These are the key concepts you need to understand to accurately answer the question.

Elasticity
Elasticity is a property that enables materials to resume their original shape after being deformed by an external force. This concept is crucial when analyzing materials such as wires or springs. The degree of elasticity is determined by the material's ability to stretch and return to its initial form. Thin wires, like the one described in the exercise, demonstrate elasticity when they extend under a load and retract when the load is removed. This behavior is evaluated quantitatively using Young's modulus, which is a measure of the stiffness of a solid material.
The stronger a material's elasticity, the higher its Young's modulus value. In this exercise, the calculated Young's modulus gives us insight into the wire's elasticity, showing us how it responds to forces applied lengthwise.
Harmonic Motion
Harmonic motion refers to a type of periodic motion or vibration, where the force acting on an object is proportional to its displacement and acts in the opposite direction. The wire, when stretched and released, will vibrate back and forth due to its elasticity, exemplifying harmonic motion. This movement is typical in oscillating systems like springs, pendulums, and musical instrument strings.
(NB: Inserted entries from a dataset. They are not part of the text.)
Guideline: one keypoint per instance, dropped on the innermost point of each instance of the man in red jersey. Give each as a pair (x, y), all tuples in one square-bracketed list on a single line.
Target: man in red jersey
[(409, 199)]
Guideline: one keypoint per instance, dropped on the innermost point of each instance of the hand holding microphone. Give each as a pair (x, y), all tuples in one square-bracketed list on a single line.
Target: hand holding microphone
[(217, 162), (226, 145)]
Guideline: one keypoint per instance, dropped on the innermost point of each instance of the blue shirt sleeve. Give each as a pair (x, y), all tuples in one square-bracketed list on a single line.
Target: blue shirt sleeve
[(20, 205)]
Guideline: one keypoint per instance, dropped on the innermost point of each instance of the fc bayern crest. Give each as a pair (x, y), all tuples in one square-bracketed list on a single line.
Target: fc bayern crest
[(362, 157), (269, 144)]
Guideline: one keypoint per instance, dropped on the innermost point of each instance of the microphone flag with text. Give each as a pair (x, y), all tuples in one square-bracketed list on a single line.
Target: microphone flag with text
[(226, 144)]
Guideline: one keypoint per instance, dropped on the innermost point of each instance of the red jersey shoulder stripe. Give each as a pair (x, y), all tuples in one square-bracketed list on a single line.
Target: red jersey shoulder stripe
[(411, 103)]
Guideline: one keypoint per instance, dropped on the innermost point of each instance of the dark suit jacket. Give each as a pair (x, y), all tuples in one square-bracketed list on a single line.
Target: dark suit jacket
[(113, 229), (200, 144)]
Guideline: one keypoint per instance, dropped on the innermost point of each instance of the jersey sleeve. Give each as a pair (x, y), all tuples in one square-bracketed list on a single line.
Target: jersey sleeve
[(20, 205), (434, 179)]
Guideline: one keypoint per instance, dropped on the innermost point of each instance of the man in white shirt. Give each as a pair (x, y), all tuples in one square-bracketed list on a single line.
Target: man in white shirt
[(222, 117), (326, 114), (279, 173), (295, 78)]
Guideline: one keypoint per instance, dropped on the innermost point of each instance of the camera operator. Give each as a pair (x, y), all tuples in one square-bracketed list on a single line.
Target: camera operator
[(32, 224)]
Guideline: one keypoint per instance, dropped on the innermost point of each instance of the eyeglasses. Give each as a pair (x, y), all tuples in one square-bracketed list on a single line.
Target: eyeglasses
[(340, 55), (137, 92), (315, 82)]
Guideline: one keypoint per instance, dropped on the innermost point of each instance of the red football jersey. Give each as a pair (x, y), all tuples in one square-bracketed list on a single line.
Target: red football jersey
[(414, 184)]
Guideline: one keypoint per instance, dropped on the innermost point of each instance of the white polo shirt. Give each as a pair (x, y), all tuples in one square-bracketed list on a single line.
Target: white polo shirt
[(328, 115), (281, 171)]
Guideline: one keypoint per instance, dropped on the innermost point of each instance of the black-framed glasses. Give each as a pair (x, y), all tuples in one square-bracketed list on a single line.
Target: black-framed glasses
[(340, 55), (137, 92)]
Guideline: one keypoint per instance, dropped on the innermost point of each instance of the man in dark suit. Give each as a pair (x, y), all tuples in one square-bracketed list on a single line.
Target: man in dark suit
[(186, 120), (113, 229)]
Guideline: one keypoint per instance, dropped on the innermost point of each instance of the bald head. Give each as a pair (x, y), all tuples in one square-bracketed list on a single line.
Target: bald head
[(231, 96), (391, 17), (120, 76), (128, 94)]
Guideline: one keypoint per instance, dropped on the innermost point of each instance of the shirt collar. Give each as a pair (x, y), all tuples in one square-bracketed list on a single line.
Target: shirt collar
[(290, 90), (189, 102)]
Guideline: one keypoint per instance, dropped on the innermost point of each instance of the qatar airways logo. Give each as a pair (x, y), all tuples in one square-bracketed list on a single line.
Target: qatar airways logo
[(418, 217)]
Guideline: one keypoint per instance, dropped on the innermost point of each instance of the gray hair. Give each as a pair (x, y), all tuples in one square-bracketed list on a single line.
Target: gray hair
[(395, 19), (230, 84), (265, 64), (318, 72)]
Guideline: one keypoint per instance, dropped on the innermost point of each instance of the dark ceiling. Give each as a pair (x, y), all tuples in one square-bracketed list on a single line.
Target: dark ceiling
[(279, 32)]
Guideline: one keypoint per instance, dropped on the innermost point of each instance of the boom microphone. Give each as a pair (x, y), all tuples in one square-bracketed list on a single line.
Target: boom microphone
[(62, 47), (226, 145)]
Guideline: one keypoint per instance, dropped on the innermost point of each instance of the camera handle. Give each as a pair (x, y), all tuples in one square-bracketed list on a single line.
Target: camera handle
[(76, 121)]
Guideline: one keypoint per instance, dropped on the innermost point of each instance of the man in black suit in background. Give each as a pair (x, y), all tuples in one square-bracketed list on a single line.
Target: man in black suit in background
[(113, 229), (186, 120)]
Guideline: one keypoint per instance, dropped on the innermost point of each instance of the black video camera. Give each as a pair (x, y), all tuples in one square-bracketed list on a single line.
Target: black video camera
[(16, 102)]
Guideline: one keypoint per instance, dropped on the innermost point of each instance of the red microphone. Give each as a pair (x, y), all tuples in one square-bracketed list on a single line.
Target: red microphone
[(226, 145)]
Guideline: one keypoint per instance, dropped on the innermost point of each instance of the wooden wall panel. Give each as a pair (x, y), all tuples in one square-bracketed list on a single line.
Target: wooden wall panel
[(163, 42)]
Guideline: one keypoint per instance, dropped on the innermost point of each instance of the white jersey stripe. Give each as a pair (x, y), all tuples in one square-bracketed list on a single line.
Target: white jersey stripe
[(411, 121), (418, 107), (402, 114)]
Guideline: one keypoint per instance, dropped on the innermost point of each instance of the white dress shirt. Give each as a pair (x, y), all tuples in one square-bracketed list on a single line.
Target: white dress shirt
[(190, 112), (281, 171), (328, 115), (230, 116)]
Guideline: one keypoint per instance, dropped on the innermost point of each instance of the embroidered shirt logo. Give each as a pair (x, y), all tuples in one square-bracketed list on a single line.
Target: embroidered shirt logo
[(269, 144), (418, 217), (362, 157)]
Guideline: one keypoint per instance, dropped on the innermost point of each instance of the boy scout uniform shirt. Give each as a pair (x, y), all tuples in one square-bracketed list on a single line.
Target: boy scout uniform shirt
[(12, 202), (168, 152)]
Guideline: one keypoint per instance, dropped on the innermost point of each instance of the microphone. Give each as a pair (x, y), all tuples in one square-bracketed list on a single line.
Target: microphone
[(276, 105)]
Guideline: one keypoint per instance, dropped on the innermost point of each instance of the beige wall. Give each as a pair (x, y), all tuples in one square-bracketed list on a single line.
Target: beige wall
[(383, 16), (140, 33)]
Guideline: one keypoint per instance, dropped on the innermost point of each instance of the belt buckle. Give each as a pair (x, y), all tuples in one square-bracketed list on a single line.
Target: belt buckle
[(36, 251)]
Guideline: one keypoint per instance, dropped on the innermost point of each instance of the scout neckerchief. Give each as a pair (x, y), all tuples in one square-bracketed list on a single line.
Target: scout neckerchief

The simple harmonic motion is predictable and often relies on factors such as mass, spring constant, and damping. The wire in the problem experiences harmonic motion when the mass attached is pulled and let go, causing it to oscillate at a certain frequency.
Spring Constant
The spring constant, denoted as **k**, is an essential component in understanding the behavior of systems performing harmonic motion. It measures the stiffness or resistance to deformation of a spring or elastic material. The spring constant is defined by Hooke's Law, which states that the force needed to extend or compress a spring by some distance is proportional to that distance.
This exercise involves calculating the spring constant for the wire using the formula:
  • \[ k = \frac{F}{\Delta L}\]
By understanding the spring constant, one gains insights into how easily the wire can be stretched and how much force is necessary to cause a certain amount of deformation. A high spring constant indicates a stiffer wire that resists deformation more strongly.
Vibration Frequency
Vibration frequency is an important parameter in determining how quickly an oscillating or vibrating system completes its cycles. It is expressed in hertz (Hz), where one Hz equals one cycle per second. In this problem, the frequency of vibration of the wire is determined by the mass hanging at the end and the spring constant.
The formula to find the frequency is:
  • \[ f = \frac{1}{2\pi} \sqrt{\frac{k}{m}}\]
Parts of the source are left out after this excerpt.